Italianos envolvidos na Operação Corona, transferidos em julho de 2007 para penitenciária federal de segurança máxima de Campo Grande (MS), retornam a penitenciária no Rio Grande do Norte. De acordo com a Procuradoria Regional da República da 5.ª Região, transferência foi feita de maneira ilegal.

Os italianos Giuseppe Ammirabille, Salvatore Borrelli, Paolo Balzano e Vito Francesco Ferrante, presos na penitenciária federal de segurança máxima de Campo Grande (MS), retornarão ao Rio Grande do Norte. Eles foram condenados por diversos crimes relacionados ao caso que ficou conhecido na mídia como Operação Corona.

O retorno dos italianos para um dos estabelecimentos penais estaduais do Rio Grande do Norte foi decidido por unanimidade pela Primeira Turma do Tribunal Regional Federal da 5.ª Região (TRF-5), no Recife, que acatou parecer do Ministério Público Federal (MPF), emitido pela Procuradoria Regional da República da 5.ª Região.

Os italianos foram condenados pela Justiça Federal no Rio Grande do Norte, em dezembro de 2006, pelos crimes de tráfico internacional e interno de pessoas, delito de casa de prostituição, porte ilegal de armas, crimes contra o sistema financeiro nacional, lavagem de capital e falsidade ideológica. A quadrilha foi denunciada pelo MPF, por meio da Procuradoria da República no Rio Grande do Norte (PR/RN).

Giuseppe Ammirabille, que aguardava julgamento de sua apelação sob custódia em penitenciária estadual, foi transferido pela Justiça Federal, em julho de 2007, para a penitenciária federal de segurança máxima de Campo Grande, sob alegação de haver risco de ser resgatado por terceiros. De acordo com o MPF, porém, nunca foi apresentada prova de que houvesse esse risco. Ammirabille entrou com habeas corpus para voltar ao Rio Grande do Norte.
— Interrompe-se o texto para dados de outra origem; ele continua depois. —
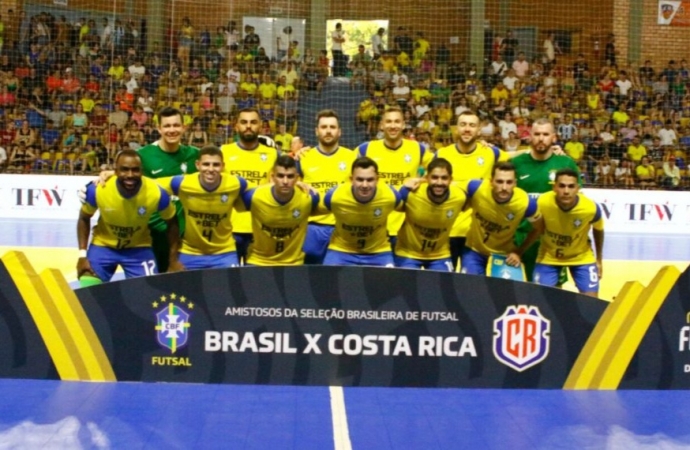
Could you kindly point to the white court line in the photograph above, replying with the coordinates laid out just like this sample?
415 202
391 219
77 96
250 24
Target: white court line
341 432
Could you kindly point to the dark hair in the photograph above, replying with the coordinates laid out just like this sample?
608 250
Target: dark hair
440 163
168 111
364 162
127 152
211 150
285 162
503 166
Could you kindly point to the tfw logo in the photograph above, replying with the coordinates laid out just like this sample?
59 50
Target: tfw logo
38 197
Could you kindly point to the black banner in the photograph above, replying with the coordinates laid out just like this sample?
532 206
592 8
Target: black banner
350 326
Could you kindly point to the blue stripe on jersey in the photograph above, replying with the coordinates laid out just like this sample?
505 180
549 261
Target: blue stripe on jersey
164 201
597 214
314 201
327 198
531 207
247 198
404 193
243 184
175 184
497 152
472 187
398 198
91 194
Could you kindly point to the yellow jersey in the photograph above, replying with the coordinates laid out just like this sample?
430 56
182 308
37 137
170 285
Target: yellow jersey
425 233
361 227
565 241
279 229
254 166
123 222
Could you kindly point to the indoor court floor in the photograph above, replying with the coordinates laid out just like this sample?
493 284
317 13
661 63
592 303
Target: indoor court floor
71 415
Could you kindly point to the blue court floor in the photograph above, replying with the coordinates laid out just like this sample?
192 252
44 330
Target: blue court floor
70 415
74 415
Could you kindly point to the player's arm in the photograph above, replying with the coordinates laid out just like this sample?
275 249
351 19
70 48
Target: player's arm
534 217
87 211
167 211
324 206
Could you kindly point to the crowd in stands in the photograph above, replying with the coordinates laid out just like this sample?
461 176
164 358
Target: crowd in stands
73 94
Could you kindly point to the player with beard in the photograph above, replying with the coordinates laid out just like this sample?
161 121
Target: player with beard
430 211
121 237
397 158
208 199
568 217
323 168
471 159
251 160
536 172
498 206
166 157
361 208
279 214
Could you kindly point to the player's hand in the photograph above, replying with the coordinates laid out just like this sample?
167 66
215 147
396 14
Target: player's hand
81 193
413 183
175 266
513 259
557 150
105 176
306 187
84 268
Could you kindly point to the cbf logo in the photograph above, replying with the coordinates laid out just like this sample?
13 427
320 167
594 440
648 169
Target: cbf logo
521 337
172 322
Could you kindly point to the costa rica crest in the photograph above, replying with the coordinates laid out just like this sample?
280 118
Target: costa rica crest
521 337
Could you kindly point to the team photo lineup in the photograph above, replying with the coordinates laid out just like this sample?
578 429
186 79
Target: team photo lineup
390 202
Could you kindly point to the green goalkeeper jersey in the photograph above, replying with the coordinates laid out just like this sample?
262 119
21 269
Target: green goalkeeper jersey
157 163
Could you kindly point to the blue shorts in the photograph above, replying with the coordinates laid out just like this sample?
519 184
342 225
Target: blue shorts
336 258
136 262
473 263
316 243
585 276
441 265
218 261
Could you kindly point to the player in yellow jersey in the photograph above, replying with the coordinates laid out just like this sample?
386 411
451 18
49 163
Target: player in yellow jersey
567 218
397 158
430 211
323 168
279 214
361 208
122 237
471 159
208 198
498 207
251 160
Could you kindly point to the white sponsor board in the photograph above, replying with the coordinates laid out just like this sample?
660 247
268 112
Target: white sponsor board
652 212
41 196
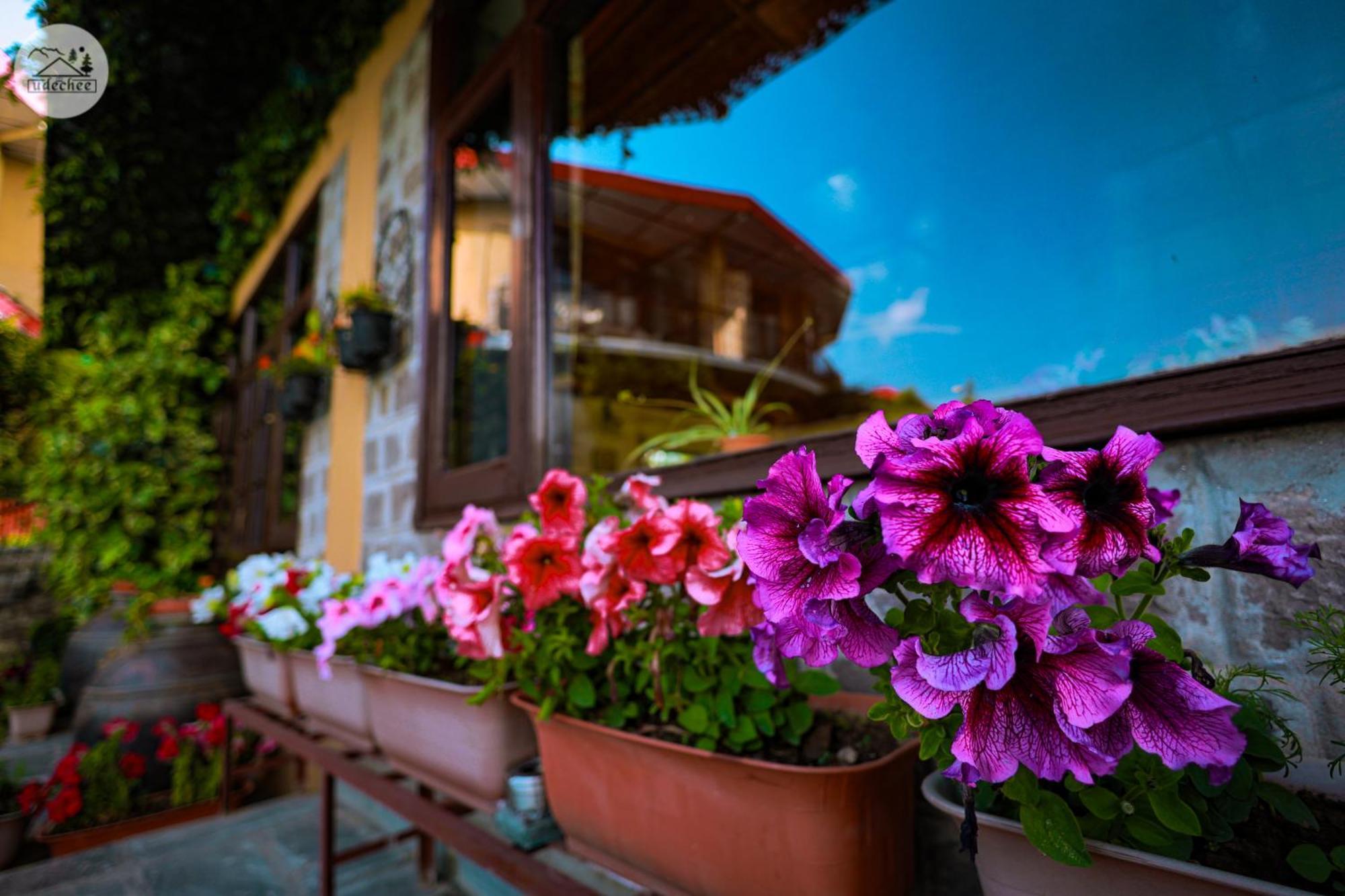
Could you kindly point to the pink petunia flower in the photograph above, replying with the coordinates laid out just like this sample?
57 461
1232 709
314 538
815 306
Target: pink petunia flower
965 510
560 502
1106 495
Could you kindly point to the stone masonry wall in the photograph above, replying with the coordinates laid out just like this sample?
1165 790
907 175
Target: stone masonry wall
392 430
317 450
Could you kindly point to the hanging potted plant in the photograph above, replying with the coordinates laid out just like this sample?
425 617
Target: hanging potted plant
1067 716
30 697
305 373
420 681
369 338
666 752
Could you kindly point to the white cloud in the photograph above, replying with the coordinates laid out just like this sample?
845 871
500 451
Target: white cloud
902 318
843 190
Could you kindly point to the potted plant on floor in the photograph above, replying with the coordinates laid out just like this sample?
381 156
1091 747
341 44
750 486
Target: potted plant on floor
666 752
14 821
1032 658
420 681
32 696
369 338
303 374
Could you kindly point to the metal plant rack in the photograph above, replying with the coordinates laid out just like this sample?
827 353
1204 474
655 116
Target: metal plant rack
431 817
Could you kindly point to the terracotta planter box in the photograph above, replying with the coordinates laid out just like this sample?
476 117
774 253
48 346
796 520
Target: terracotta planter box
32 723
336 706
427 728
267 674
687 821
1009 865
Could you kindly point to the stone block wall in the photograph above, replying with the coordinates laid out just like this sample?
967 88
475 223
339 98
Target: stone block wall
392 440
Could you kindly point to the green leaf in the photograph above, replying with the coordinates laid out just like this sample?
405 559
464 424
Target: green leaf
1174 811
1286 805
582 692
1311 862
817 682
1101 802
695 719
1054 829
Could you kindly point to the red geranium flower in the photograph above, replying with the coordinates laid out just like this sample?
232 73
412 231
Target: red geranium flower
132 766
644 549
560 502
543 567
167 749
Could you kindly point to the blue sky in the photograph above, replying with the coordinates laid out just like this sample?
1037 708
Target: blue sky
1036 194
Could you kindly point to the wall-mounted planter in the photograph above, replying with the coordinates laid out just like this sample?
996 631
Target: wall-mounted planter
369 339
267 676
1009 865
338 705
32 723
301 396
427 728
687 821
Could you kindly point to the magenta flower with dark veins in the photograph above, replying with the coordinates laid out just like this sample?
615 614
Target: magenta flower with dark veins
1164 502
800 545
876 438
965 510
1026 720
1261 544
1169 713
1106 494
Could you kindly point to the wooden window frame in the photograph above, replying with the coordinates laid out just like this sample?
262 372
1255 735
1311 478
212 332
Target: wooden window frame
1286 386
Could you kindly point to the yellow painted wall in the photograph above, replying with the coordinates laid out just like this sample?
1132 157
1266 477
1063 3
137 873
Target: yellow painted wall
354 131
21 232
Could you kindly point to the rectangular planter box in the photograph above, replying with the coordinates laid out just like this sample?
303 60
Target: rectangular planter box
688 821
1009 865
267 674
427 728
336 706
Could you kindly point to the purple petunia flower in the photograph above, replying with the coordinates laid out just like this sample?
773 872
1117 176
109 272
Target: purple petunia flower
800 545
1164 502
965 510
1169 713
913 432
1261 544
1106 494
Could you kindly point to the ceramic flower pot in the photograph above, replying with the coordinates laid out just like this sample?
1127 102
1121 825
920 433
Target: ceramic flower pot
338 705
32 723
299 397
427 728
1009 865
11 837
687 821
267 676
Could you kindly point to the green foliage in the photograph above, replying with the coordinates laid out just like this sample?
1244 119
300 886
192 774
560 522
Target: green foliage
127 469
661 678
21 382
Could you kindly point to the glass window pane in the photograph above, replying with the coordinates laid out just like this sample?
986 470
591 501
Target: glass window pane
985 198
482 290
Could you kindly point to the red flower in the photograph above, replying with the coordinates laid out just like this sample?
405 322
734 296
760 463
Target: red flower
32 798
65 805
560 502
132 766
167 749
644 549
700 544
543 567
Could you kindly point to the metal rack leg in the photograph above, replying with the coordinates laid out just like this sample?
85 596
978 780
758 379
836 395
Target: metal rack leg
326 837
426 846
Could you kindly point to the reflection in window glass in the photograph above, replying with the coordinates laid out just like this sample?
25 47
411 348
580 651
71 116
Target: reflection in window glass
984 198
481 292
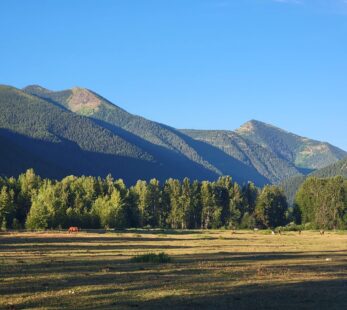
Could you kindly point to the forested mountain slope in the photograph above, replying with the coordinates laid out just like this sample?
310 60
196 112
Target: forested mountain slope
249 153
57 142
77 131
154 137
292 185
302 152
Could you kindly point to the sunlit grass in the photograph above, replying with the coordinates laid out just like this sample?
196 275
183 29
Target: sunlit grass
209 269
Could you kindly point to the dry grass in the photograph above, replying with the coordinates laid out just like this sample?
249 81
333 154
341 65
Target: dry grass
210 269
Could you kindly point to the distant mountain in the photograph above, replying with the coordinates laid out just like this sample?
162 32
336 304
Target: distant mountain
57 142
253 155
338 168
77 131
154 137
292 184
302 152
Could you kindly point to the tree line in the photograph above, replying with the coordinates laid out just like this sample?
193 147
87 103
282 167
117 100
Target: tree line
89 202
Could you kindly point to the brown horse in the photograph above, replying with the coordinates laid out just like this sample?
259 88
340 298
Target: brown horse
73 230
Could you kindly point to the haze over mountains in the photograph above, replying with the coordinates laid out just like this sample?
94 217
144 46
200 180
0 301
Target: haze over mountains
77 131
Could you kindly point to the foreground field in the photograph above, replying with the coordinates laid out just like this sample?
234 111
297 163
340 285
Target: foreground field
210 269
No parecer, o MPF posicionou-se a favor da concessão do habeas corpus para que Ammirabille retornasse a uma penitenciária estadual de segurança máxima no Rio Grande do Norte, e requereu que a decisão fosse estendida aos demais co-réus, Borrelli, Balzano e Ferrante, que encontram-se na mesma penitenciária federal, uma vez que o próprio juiz responsável pela transferência, agora, reconheceu que não vê impedimento para que Ammirabille os demais condenados voltem ao Rio Grande do Norte.

A Procuradoria Regional da República da 5.ª Região (PRR-5), órgão do MPF em 2.º Grau (que atua perante o TRF-5), ressaltou que sempre sustentou a ilegalidade da transferência para o Mato Grosso do Sul, por ter sido realizada com base em prova secreta, nunca revelada a nenhum desembargador do TRF-5, nem exibida ao MPF em 2.º Grau, tampouco submetida ao contraditório.